Prosecute lawyers who help in money laundering too - Bar Association attorney
The attorney for the Jamaican Bar Association (JBA) has asserted that lawyers who breach the law by helping their clients engage in money laundering and terrorism should be prosecuted like anyone else.
Queen’s Counsel, Richard Mahfood, made the assertion as he made submissions on behalf of the Bar Association in its constitutional claim against amendments to the Proceeds of Crime Act (POCA).
Amendments made last year to the Financial Investigation Division and the POCA, make it mandatory for lawyers to report instances of financial crimes.
The Constitutional Court, comprising justices, Paulette Williams, David Fraser and Sharon George, this morning began hearing submissions from the parties in the suit.
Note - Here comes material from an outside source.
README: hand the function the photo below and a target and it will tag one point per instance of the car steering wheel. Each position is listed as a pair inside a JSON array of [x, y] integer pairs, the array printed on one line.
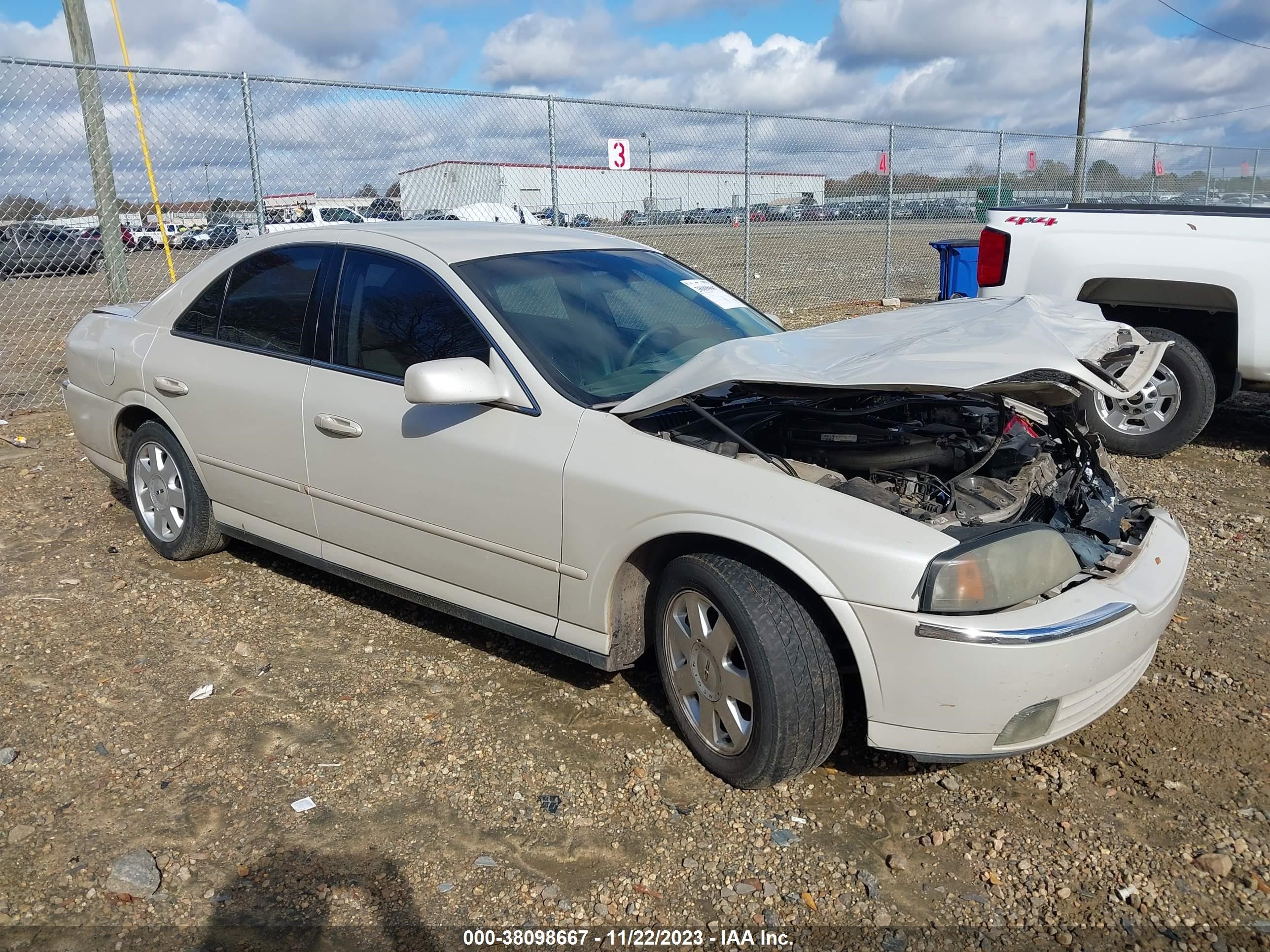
[[643, 340]]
Mahfood argued this morning in court that making it mandatory for lawyers to report on their dealings with clients in order to tackle the problem is a breach of attorney-client privilege.
The JBA's lawyer told the court that the association agrees that money laundering and terrorism are harmful and must be addressed by the government.
However, he said this should not be done by imposing legal duties on attorneys at law by the enforcement of harsh criminal punishments.
He also argued that many countries including the United States have dealt effectively with money laundering without invoking duties on lawyers.
The JBA has obtained an injunction which prevents the implementation of the contested amendments.
Other professions affected by the new requirements include Public Accountants, Real Estate Dealers, Casino and Gaming Machine Operators.
Solicitor General Nicole Foster Pusey is representing the State.